Fear Exists Only in Our Minds
“I’m not afraid… I’m not afraid, Mother!”
Charlotte Vale; Now, Voyager
My all-time favorite movie is 1942’s “Now, Voyager,” starring Bette Davis as Charlotte Vale. Charlotte is a sad, emotionally abused character. She has allowed her mother to control her thoughts, emotions and life since the moment she was born. When we meet Charlotte in the film, she is already a young woman who is merely a shadow of her mother. She thinks poorly of herself and she is afraid of people and life. She has permitted her mother to shame and guilt her into being a reclusive “ugly duckling.”
Charlotte feels trapped under her mother’s thumb and is on the verge of a nervous breakdown, when her sister-in-law, Lisa, steps-in to help her break free of her mother’s poisonous web. Charlotte receives the proper psychological help she needs and is given the chance to spread her wings in public. When her mother uses fear to manipulate Charlotte back into her web, Charlotte is able to stand up to her mother and set proper boundaries because she isn’t afraid anymore. She is no longer fearful to be vulnerable and to live her own life as she chooses.
Fear exists only in our minds. It has no more power than what we give it. Fear begins with a thought. All it takes is one crippling thought to send us into a downward spiral of negative thinking. So, if we have proper control over our thoughts, we will also have proper control over our fears. Instead of feeding fearful thoughts, we need to starve them. This is a lesson well-learned by Charlotte as the movie progresses. She trades her fear of facing the real world for the faith of succeeding in life. She trades the safety of her mother’s shackles for the satisfaction of personal independence; of relying on her own will and judgment, and on allowing the grace of God to supplement what she cannot do for herself.

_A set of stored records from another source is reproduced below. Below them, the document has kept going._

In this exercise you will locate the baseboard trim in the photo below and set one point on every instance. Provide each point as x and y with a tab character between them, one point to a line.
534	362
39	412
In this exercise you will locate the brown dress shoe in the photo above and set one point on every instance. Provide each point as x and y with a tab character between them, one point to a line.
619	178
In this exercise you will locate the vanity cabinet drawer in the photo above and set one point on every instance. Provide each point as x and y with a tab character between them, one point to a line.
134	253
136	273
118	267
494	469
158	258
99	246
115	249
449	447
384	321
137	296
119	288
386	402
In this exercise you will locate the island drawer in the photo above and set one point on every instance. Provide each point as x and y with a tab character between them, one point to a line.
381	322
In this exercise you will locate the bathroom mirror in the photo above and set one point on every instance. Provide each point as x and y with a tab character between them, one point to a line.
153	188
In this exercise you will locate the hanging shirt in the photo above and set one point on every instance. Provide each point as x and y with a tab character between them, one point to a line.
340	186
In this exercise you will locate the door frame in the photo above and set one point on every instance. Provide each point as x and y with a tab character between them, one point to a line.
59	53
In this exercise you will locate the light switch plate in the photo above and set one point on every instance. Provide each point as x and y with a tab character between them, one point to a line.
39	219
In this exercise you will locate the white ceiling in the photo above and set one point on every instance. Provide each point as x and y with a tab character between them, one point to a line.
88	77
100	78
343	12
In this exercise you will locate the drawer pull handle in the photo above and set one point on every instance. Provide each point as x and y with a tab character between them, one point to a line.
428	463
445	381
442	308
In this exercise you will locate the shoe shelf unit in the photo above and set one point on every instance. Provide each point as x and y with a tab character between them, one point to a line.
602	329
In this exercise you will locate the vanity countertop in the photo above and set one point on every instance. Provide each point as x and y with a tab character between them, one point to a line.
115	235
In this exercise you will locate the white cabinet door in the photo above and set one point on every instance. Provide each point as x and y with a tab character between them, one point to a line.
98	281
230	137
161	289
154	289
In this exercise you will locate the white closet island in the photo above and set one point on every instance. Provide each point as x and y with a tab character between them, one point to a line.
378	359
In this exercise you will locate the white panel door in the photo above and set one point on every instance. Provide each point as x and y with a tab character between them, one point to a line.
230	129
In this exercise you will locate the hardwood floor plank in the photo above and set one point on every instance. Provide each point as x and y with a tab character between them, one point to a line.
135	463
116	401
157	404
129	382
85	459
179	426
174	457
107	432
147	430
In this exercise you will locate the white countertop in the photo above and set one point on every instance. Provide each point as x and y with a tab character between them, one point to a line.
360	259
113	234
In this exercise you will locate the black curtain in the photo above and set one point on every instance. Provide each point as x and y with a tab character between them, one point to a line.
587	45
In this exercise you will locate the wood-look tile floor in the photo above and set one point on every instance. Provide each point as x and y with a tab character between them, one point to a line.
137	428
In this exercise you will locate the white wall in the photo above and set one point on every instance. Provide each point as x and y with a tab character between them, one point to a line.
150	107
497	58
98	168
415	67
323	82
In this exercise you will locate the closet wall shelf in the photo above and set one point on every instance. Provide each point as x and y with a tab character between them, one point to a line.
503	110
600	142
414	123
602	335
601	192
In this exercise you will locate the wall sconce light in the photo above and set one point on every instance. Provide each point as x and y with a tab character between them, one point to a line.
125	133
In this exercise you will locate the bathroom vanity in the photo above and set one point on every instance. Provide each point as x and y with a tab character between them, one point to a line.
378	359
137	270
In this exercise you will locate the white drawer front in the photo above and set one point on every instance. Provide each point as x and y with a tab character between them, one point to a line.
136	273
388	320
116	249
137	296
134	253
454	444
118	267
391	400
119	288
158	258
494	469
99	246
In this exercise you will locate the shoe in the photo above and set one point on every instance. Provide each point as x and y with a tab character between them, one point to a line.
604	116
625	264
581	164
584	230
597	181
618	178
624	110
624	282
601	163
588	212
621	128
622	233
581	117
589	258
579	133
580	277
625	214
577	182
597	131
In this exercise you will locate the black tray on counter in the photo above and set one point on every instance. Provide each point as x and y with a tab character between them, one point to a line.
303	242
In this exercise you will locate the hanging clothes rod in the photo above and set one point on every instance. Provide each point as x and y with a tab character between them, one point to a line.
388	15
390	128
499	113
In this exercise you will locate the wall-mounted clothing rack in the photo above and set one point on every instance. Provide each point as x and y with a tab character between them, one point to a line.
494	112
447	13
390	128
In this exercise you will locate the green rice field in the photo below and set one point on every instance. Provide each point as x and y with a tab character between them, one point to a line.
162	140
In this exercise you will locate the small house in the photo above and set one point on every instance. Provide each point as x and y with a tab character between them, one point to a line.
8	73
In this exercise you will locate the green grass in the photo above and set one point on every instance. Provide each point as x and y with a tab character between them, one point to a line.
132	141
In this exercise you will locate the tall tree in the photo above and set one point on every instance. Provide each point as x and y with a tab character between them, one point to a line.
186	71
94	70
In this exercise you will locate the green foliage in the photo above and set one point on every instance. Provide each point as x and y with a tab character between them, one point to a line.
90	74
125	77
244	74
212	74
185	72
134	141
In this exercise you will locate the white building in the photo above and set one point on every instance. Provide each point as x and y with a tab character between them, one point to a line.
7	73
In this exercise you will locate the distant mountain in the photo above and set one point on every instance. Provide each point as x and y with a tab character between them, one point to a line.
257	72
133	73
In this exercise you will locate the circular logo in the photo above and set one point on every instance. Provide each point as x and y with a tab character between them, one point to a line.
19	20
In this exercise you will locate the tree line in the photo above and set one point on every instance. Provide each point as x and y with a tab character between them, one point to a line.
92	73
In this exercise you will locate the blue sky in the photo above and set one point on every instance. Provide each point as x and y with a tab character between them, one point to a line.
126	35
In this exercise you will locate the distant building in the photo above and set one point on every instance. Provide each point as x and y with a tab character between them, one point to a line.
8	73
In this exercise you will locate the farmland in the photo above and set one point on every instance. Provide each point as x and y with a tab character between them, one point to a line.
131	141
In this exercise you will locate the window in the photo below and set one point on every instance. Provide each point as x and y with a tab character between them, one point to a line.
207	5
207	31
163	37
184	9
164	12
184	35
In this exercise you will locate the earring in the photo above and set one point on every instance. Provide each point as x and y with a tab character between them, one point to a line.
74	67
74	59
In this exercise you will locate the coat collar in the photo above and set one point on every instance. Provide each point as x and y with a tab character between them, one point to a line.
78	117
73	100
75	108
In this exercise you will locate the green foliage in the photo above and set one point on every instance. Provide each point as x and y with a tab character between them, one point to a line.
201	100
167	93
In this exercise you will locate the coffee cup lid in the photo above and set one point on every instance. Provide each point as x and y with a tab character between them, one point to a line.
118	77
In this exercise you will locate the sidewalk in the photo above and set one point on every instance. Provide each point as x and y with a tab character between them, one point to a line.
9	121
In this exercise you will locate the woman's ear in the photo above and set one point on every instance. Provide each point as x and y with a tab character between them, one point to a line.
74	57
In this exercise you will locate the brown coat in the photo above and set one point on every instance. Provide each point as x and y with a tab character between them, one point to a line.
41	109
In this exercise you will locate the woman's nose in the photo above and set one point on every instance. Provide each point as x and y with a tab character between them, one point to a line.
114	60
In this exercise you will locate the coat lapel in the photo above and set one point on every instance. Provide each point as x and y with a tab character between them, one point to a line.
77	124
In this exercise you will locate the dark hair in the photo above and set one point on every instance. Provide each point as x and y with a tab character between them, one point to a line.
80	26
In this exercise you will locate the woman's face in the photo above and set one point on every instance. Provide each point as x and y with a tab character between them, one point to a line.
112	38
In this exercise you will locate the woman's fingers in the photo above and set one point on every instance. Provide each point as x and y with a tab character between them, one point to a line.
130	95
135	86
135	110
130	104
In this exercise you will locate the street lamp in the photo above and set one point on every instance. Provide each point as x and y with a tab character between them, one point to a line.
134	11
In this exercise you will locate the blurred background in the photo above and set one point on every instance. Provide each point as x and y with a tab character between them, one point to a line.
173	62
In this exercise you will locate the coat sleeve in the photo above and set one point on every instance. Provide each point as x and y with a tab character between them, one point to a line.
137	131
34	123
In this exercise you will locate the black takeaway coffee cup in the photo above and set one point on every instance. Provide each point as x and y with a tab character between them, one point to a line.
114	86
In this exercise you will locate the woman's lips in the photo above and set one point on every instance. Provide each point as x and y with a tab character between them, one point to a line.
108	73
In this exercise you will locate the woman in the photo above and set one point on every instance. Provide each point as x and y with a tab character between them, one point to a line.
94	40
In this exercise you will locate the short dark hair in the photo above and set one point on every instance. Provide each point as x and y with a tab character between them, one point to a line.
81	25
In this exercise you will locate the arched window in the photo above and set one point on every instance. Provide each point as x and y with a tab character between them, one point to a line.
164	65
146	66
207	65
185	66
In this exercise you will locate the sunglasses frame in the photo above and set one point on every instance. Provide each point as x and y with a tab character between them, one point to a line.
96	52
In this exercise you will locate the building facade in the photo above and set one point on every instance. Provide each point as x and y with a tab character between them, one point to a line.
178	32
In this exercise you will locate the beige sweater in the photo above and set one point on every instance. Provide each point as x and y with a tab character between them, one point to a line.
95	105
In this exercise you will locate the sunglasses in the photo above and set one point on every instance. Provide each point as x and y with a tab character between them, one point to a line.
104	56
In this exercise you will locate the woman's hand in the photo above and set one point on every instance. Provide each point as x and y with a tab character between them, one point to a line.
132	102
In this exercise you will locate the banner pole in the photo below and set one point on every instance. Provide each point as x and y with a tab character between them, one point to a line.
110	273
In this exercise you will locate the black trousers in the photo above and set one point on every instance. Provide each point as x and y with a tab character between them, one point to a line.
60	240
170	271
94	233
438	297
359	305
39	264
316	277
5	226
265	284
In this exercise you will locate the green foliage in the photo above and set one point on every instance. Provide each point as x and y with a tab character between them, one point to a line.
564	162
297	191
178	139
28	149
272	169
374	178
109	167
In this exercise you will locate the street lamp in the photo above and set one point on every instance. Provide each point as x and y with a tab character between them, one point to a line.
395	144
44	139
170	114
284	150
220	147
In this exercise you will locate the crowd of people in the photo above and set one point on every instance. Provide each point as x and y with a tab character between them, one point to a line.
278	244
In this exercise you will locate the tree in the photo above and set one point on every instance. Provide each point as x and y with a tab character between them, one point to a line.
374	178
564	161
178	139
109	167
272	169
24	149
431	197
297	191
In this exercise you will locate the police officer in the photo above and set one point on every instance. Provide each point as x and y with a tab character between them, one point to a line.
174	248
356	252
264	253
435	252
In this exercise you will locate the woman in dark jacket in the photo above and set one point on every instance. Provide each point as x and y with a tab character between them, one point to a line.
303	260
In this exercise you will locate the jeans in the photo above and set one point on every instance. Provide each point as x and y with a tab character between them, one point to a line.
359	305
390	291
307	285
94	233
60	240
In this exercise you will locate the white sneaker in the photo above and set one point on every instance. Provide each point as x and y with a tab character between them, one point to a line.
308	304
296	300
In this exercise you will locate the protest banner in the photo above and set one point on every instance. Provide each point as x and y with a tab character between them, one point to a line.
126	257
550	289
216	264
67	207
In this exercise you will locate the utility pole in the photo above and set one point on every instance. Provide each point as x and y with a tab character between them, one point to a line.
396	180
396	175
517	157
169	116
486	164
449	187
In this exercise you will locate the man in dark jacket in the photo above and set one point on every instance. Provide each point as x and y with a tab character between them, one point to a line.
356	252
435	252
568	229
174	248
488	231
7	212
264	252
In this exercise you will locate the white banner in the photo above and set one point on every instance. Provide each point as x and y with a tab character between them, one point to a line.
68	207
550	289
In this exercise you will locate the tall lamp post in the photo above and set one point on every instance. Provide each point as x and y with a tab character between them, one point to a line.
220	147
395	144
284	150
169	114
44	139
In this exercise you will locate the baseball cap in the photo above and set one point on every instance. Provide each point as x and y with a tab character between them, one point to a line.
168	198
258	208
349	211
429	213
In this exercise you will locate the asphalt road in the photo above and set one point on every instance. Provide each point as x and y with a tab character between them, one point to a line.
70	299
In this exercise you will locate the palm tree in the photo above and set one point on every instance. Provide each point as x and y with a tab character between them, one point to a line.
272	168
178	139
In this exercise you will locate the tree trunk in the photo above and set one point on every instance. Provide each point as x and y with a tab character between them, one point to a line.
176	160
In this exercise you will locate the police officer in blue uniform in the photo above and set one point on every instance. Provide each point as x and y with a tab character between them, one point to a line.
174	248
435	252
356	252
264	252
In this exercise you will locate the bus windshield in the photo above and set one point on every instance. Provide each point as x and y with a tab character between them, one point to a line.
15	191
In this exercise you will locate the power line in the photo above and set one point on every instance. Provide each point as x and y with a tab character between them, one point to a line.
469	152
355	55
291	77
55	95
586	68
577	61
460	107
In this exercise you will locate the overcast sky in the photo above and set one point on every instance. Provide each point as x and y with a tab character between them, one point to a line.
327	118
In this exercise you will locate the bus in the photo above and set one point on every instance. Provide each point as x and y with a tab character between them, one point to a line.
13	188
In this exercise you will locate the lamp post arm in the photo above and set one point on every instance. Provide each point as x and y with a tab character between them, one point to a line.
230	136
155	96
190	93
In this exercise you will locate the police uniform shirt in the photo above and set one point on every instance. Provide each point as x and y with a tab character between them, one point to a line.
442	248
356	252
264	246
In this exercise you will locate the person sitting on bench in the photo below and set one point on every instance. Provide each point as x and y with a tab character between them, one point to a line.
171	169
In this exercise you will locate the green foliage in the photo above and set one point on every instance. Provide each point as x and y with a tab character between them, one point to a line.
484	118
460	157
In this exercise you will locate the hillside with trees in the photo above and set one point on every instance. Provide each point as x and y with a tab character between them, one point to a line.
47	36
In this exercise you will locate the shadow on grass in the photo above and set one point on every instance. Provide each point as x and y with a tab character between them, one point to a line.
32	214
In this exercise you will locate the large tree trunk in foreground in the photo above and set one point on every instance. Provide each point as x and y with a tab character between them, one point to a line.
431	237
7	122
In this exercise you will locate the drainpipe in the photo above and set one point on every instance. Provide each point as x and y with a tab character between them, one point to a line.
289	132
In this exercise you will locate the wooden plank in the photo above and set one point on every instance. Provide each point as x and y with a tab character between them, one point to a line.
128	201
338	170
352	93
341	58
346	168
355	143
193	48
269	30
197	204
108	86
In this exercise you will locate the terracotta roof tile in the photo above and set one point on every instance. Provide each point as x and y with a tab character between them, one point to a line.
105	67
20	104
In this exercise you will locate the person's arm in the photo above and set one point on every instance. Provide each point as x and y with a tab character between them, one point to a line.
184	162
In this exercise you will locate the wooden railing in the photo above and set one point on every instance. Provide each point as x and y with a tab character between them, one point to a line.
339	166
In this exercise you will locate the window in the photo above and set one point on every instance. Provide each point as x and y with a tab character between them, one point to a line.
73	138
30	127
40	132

How often in life have we chosen the safety of shackles over the satisfaction of personal independence—of believing in ourselves and in the power of God to help us? We are not helpless victims who need to rely on the power of other people to save us or make us OK. We are born with an inherent power, etched into us by God, to live our own lives, to be responsible for ourselves and to succeed through our own God-graced efforts. Sure we need the help of others in our journey through successful living. Charlotte had Lisa to help her spread her wings. But we don’t need to be dependent upon others the way Charlotte had been dependent upon her mother. No one can be our crutch for life. Sooner or later, we all have to face the world with a vibrant smile and the self-assurance that we were created to succeed.
Charlotte trades her codependence for independence and then learns to balance her independence with interdependence upon God and others. As children we are dependent upon our parents. As we become adults we need to become independent—to learn to think for ourselves and to believe in ourselves. Then we need to balance our independence with the interdependence of properly weighting our will and judgment against the will and judgment of others—most especially God. This gives us a sense of true balance and wholeness. We understand that we are an important person in this world, but that we are also only one of many important people worldwide that we are called to join hands with and to succeed together with before God.
So, let’s be like Charlotte-- trade our fearful thoughts for faith-filled thoughts. In doing so, we’ll step forward into the light of our day with faith in God and ourselves. We’ll also be better able to interdependently join hands with others, fulfill our true purpose and allow our souls to shine!